Published March 15, 2007 at midnight

Mary Rotola and Lucille Acierno have been friends for so long they can't even peg a year when they started their partnership.

And it's as much a partnership as it is a friendship with them.

"What she didn't think of, I did," Mary said Wednesday during a break from making cookies.

They are so close they finish each other's sentences.

"We all holler at each other," Lucille said. "People ask, 'Do you always fight?' And I tell them we're not fighting. We can't hear."

They're both members of Our Lady of Mount Carmel Catholic Church's Altar and Rosary Society.

Their role this week is helping prepare food for the annual Feast of St. Joseph Table, which will be held on St. Patrick's Day and Sunday, even though the official day is Monday.

All money goes to feed the hungry. For a donation, people get a goody bag of cookies. There's also a buffet.

Mary, 93, and Lucille, 83, were twisting ribbons of dough for butterfly cookies.

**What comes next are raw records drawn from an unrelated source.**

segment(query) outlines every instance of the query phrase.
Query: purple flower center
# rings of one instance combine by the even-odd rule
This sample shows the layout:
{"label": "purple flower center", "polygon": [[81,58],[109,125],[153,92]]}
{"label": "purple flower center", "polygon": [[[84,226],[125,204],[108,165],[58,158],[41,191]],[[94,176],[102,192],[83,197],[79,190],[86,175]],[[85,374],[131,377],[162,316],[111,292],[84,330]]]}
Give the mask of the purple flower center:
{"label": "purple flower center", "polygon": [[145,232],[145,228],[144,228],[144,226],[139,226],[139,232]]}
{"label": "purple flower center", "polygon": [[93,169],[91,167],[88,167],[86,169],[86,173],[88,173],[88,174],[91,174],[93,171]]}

Mary and her late husband, Albert, started the tradition in 1977 in their home. The next year, she took it to Mount Carmel. Mary had seen something similar in St. Louis when her son, Albert, was ordained a Jesuit priest.

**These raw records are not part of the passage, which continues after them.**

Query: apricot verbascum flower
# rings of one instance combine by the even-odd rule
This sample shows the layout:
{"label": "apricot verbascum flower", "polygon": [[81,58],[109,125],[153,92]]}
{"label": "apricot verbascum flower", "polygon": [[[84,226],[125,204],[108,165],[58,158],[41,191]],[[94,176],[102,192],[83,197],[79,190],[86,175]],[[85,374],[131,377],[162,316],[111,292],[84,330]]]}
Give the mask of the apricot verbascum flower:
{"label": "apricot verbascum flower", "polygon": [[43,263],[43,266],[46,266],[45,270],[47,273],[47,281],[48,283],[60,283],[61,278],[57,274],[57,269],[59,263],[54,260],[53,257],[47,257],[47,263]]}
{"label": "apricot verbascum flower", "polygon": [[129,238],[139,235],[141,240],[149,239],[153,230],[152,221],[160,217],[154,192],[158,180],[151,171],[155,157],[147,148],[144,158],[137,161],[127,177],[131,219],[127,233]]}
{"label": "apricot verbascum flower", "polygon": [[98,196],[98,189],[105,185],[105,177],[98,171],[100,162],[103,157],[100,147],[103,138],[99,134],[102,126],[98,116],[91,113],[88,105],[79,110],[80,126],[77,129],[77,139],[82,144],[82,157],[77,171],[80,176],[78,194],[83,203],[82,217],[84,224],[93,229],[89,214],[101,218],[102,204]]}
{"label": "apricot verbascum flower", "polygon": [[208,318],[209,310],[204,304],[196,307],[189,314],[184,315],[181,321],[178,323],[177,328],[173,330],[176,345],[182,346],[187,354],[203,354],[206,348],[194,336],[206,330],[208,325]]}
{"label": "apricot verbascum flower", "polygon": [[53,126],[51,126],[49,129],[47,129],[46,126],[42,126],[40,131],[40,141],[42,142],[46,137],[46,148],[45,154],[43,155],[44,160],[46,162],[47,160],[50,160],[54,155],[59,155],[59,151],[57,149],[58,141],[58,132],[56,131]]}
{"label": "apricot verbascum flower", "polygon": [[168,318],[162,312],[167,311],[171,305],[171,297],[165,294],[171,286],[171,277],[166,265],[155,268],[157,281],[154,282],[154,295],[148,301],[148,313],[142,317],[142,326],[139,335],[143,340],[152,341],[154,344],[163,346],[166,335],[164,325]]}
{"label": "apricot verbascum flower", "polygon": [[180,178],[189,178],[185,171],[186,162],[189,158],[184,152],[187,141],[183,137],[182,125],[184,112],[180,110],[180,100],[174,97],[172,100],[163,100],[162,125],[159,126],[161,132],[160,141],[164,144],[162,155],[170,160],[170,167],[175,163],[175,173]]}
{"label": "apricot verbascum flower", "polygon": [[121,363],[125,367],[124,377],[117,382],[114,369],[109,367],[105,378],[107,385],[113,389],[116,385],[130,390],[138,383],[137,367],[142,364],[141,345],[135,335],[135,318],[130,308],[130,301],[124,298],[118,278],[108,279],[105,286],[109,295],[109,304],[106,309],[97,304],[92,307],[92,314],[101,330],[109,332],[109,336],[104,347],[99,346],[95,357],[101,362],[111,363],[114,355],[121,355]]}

"You know the real story?" Lucille asked. And then to Mary, she said, "Tell him."

They shared in telling the story that goes back to ancient times in Sicily when there was a severe drought. Crops were dying and so were the people.

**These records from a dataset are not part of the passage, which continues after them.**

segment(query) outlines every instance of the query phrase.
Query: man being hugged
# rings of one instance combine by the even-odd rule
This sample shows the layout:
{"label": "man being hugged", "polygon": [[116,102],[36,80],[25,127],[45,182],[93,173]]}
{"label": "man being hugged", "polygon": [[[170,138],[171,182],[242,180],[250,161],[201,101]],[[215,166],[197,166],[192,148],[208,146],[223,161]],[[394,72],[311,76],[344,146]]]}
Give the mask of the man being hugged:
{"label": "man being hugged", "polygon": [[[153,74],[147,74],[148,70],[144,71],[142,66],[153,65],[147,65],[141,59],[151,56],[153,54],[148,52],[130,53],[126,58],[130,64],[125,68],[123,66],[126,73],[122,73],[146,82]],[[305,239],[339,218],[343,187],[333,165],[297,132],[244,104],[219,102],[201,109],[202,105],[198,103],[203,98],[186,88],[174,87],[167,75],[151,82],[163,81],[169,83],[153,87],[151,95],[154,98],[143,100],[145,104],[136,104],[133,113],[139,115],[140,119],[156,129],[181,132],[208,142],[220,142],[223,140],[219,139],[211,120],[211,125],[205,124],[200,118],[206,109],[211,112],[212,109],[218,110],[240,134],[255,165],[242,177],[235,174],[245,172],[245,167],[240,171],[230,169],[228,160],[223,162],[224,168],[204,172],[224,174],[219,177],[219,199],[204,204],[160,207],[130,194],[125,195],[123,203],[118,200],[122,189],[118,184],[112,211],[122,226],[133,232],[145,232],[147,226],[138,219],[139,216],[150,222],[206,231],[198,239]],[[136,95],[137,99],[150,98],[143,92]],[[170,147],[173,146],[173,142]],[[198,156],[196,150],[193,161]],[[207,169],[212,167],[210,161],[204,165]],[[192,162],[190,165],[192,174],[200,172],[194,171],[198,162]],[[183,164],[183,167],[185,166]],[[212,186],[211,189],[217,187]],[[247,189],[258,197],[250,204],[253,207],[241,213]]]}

"The only plant that survived was fava beans," Lucille said. "People ate them. They used to feed those to livestock."

Then Mary finished, saying the people prayed to St. Joseph, the patron saint of Italy, for help. Rain came. The people were spared. And in gratitude at harvest time, they had a feast of thanksgiving in St. Joseph's honor, leaving aside food to feed the hungry.

The church is as important to Mary and Lucille as their friendship. It's where they have married, baptized their children and buried their husbands. Even in grief they have been close.

"Our husbands died six months apart," Lucille said.

They both grew up in north Denver. Both came up the hard way - eighth-grade education and then straight to work - Mary in retail sales and Lucille at a factory.

In 1962, they joined up again, when Mary answered a call to cook for the students at the church school. She called Lucille to come help.

"Oh, those kids ate good," Lucille said. "We made ravioli."

"We baked bread fresh every day," Mary said.

Mary recalled a phone call from a mother asking what they had fed her child. It was beef stew.

"He said it's the best he's ever eaten," the mom told her.

They are old enough to sit in rocking chairs, but don't. They keep busy, helping at the church that is their community.

"We haven't wasted a minute of our lives," Mary said.